The legacy of the Osaka Expo will also speak Italian. The Italian of the Bracco Group. The video installation on the diagnostic investigation of Tintoretto’s portrait of Ito Mancho has been chosen by the Osaka Museum in an exhibition on the Legacy of Expo 2025. In the little theatre of Palazzo Visconti in Milan, the Bracco Group’s journey through diagnostics, art and cutting-edge technology at the Japanese event was brought to life in a conference also attended by Ambassador Mario Vattani. Many of the works of art in the Italian Pavilion remain on display at the Osaka City Museum of Fine Arts until 12 January 2026.

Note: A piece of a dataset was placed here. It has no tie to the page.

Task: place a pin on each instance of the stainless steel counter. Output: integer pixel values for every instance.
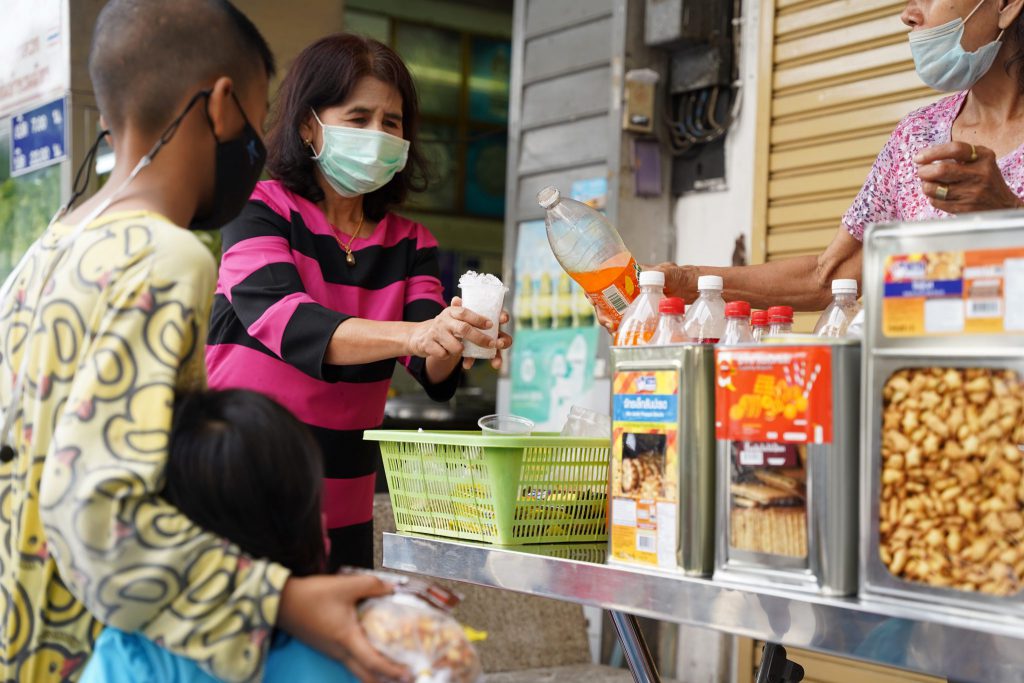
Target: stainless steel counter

The Centrality of Universal Expositions
As Diana Bracco, president and CEO of the Group of the same name, explains, ‘being a protagonist at Expo 2025 in Osaka represented a moment of great pride and responsibility for Bracco. We wanted to give continuity to our history of commitment to Universal Expositions by offering our contribution in the face of global challenges such as the advancement of scientific technologies, starting with artificial intelligence, environmental sustainability and longevity, the latter being a theme that unites Italy and Japan and on which prevention and predictive medicine have a lot to say’. For Bracco, adds the president, this ‘is a consolidated and precise strategy of cultural diplomacy: we are a global Group present in 100 countries around the world and we have always focused on Italian culture as a business card and driver of our internationalisation process’.
The collaboration
At the meeting in Palazzo Visconti, Ambassador Mario Vattani, Commissioner General for Italy at Expo 2025 Osaka, emphasised that “the partnership with the Bracco Group was strategic for the success of Italy’s participation in Expo 2025 Osaka. Art, science and high technology have been central elements through which we have declined the theme “Art regenerates life”. Thanks to Bracco, we were able to enhance key sectors of the bilateral Italy-Japan relationship, fully consistent with the Italy-Japan Action Plan, starting with life sciences and the dialogue between art and health, areas in which the Group boasts an experience of excellence”. The collaboration has also benefited from Diana Bracco’s experience with Expo Milano 2015 and, recalls Vattani, “has extended to symbolic moments such as National Day, with the contribution of the Accademia Teatro alla Scala. The exhibition of Domenico Tintoretto’s portrait of Itō Mancho at the Italian Pavilion, together with an evocative and beautifully realised video, finally represented a very strong sign of the historic dialogue between our two countries, now projected towards the celebration of 160 years of bilateral relations in 2026′.
The Milan conference
Also speaking at the event at the Teatrino di Palazzo Visconti were Fulvio Renoldi Bracco, Vice President & CEO Bracco Imaging, Lorenzo Galanti, Director General Italian Trade Agency, Fabio Tedoldi, Head of Global R&D Bracco, Viviana Crescitelli, Senior Researcher Hitachi, Gian Giacomo Attolico Trivulzio, President of the Trivulzio Foundation, Isabella Castiglioni, Scientific Director CDI, Maria Vittoria Bandini and Gabriele Calcagno, students of the Scuola di Ballo dell’Accademia del Teatro alla Scala, Fabrizio Grillo, Director of General Affairs and International Relations Bracco and Rossella Menegazzo, Head of Culture, Science, Education of Padiglione Italia at Expo 2025 Osaka.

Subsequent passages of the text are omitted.